Outside, flood fire ant mounds with TweetMint® Enzyme Cleaner or Not Nice To Bugs® using 1 oz (30 ml) per quart of water.
A quick, free, non-toxic control is to simply run over fire ants mounds repeatedly with a car or truck; repeat as often as needed. There is simply no place for the use of toxic registered pesticide poisons. Pesticides will actually help the ants and will cause them to form satellite colonies, speeding along their progression of expanding their empire.
If using baits: queens are the first ants to be fed proteins, make sure to use a protein-based bait. Use the above 1% borax concentration and try it out in a few different meat scrap options.
Thief Ant (grease ant)
Thief ants (Solenopsis molesta (Say)) gain their name from their tendency to raid and steal the food from rival ant colonies. They are easily confused with Pharaoh ants, as they are both very small & yellow ants. Thief ants are more of a grease loving ant and are included on this list to be characterized with acrobat ants, which are more sugar loving.

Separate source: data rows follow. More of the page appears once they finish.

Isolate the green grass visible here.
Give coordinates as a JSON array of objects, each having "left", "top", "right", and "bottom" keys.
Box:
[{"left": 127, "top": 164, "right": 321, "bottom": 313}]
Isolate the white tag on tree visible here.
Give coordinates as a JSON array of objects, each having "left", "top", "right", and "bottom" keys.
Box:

Although categorized as a grease ant, thief ants feed on a variety of foods: honeydew from aphids/mealybugs/scale insects, seeds, sweets, and live & dead insects. Their small size means they are able to squeeze through the tightest of cracks, sneaking into packaged foods quite easily. It is important to store all food in tightly sealed containers.

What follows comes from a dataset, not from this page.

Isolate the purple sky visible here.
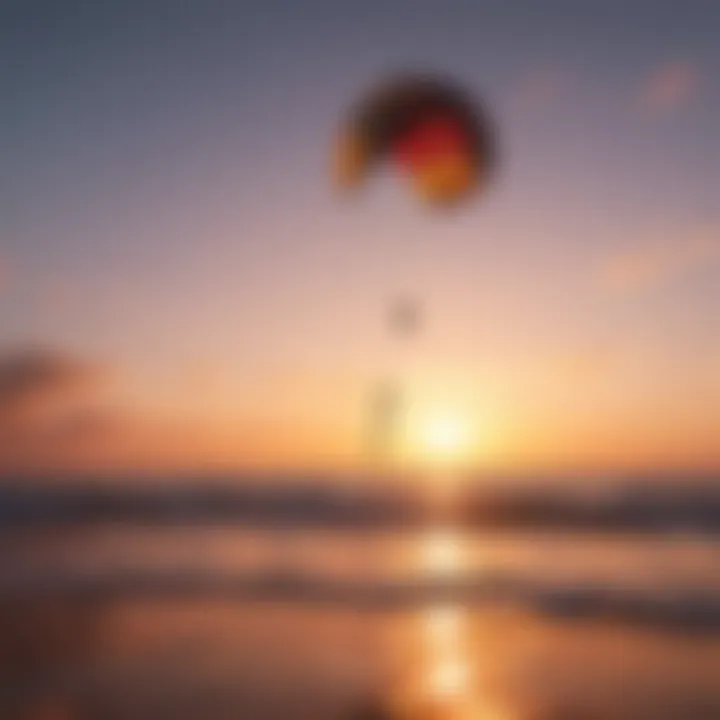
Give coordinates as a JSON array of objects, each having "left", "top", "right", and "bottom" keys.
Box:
[{"left": 0, "top": 0, "right": 720, "bottom": 472}]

Outdoors, thief ants will nest under debris, rocks, or logs. Indoors, they will nest behind walls, behind baseboards, and cupboards. Locating their nests is difficult due to their small size, and baiting is usually ineffective due to thief ants not eating enough or bringing sufficient amounts of food back to their nests.
Some quick controls: spray thief ants as they are seen with TweetMint® Enzyme Cleaner or Not Nice To Bugs®, using a light dilution. Clean often with TweetMint® Enzyme Cleaner to help eliminate food sources and repel these. ants.
Make sure to caulk & seal all cracks inside and around the home to properly prevent thief ants from entering.
If you would like to try baiting, use the 1% borax method and combine it into bacon grease and honey.
Patience will be your greatest tool in eliminating these ants.
Ants are some of the most common pests homeowners deal with, and can be very frustrating. It is important to seek out common-sense, non-toxic methods instead of relying on harmful chemicals for their control.
Pesticide companies know their chemicals do not get rid of ant infestations – in fact, they’re counting on it. They want homeowners to focus on spraying visible ants and apply toxic, contaminating barriers in & around the home. Ants are often the symptom of an ongoing problem, like water leakage. If you correct these problems, often times the ant issue will be corrected as well.
In any event, the only way to fully get rid of any ant infestation is to eliminate the queen/nest. By focusing on the piece of the puzzle, you can avoid using toxic pesticides and safely manage ants in the future!